Bad WN
What is a "bad workernode" ?
Imagine the following situation : a workernode suffers from a serious problem (such as a full /scratch partition for example) that will make every new job crashing quickly. Since on this node, each job will end rapidly, it will be quickly ready for a new job, which will again crash, and so on. The consequence may be that the workernode may empty the queue of the PBS server, crashing all the jobs. This node will act like a kind of "black hole"...
The bad_wn.pl script
As a remedy against "black hole", a bad_wn.pl script was created and put in the /etc/profile.d directory of each workernode. Since a new session is opened by pbs_mom for each job, the script bad_wn.pl (like every script in /etc/profile.d) is launched before the job really start. The role of bad_wn.pl is to detect serious problems on the workernode. If such a problem is detected, the script sends a email to the grid administrators describing the problem, and then it does a sleep of 14 days. The sleep will prevent the job from starting.
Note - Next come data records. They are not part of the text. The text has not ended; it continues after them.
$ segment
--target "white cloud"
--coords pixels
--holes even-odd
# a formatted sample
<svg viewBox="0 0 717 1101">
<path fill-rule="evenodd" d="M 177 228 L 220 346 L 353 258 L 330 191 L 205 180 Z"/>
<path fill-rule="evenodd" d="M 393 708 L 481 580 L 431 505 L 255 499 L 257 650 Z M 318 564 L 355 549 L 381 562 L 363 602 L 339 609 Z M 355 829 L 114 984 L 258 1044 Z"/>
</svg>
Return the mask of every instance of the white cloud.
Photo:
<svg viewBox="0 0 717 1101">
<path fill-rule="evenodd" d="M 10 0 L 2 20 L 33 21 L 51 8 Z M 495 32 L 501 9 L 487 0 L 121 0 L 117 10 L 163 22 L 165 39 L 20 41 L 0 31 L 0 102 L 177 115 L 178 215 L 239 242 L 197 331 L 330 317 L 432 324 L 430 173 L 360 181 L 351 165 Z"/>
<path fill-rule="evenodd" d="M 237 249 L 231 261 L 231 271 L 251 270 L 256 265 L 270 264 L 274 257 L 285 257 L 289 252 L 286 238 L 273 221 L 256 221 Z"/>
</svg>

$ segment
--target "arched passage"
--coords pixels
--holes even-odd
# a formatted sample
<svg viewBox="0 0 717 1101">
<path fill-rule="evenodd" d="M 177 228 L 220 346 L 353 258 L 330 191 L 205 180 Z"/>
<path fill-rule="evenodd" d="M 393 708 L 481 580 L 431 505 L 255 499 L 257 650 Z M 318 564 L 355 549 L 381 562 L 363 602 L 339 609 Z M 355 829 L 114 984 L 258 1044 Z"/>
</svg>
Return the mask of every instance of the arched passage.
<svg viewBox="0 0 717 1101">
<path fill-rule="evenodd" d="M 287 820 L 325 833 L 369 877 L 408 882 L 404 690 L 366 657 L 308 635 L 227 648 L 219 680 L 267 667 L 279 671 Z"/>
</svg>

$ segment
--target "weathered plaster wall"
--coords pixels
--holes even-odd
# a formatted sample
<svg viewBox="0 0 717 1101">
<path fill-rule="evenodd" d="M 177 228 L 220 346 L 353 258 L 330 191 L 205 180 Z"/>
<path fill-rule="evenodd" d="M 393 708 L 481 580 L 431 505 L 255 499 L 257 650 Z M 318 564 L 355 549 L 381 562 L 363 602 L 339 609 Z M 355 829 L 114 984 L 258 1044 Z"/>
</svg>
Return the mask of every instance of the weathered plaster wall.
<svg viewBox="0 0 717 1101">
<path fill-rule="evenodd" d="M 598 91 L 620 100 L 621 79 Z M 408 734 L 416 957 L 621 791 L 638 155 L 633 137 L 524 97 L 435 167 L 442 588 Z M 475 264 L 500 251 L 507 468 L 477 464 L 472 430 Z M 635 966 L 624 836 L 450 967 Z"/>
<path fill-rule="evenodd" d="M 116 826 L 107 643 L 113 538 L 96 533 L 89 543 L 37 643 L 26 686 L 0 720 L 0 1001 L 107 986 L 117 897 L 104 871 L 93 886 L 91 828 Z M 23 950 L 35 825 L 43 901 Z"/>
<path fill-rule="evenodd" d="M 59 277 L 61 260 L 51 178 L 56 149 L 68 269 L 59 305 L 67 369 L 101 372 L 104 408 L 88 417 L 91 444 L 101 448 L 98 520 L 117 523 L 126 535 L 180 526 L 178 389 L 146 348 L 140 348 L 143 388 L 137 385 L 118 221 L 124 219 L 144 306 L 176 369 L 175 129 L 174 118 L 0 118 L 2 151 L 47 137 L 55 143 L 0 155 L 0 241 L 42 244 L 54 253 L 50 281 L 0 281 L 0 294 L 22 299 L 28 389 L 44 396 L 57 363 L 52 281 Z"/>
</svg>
What to do with a workernode signaled as "bad"
Here is a procedure to apply to cure a "bad workernode" :
- Log on to the PBS server and put the workernode offline (pbsnodes -o wn1.iihe.ac.be)
- Log on to the workernode and fix the problem described in the email
- Kill the the sleeping bad_wn.pl script (ps aux | grep bad_wn | xargs kill -SIGTERM). The jobs will start.
- Watch carefully at the evolution of critical parameters of the wn such as free space on partitions (df -ah) and CPU/memory usage (top). If everything evolves in a gentle way, then you can go on to the last step :
- On the PBS server, put the workernode back online (pbsnodes -c wn1.iihe.ac.be).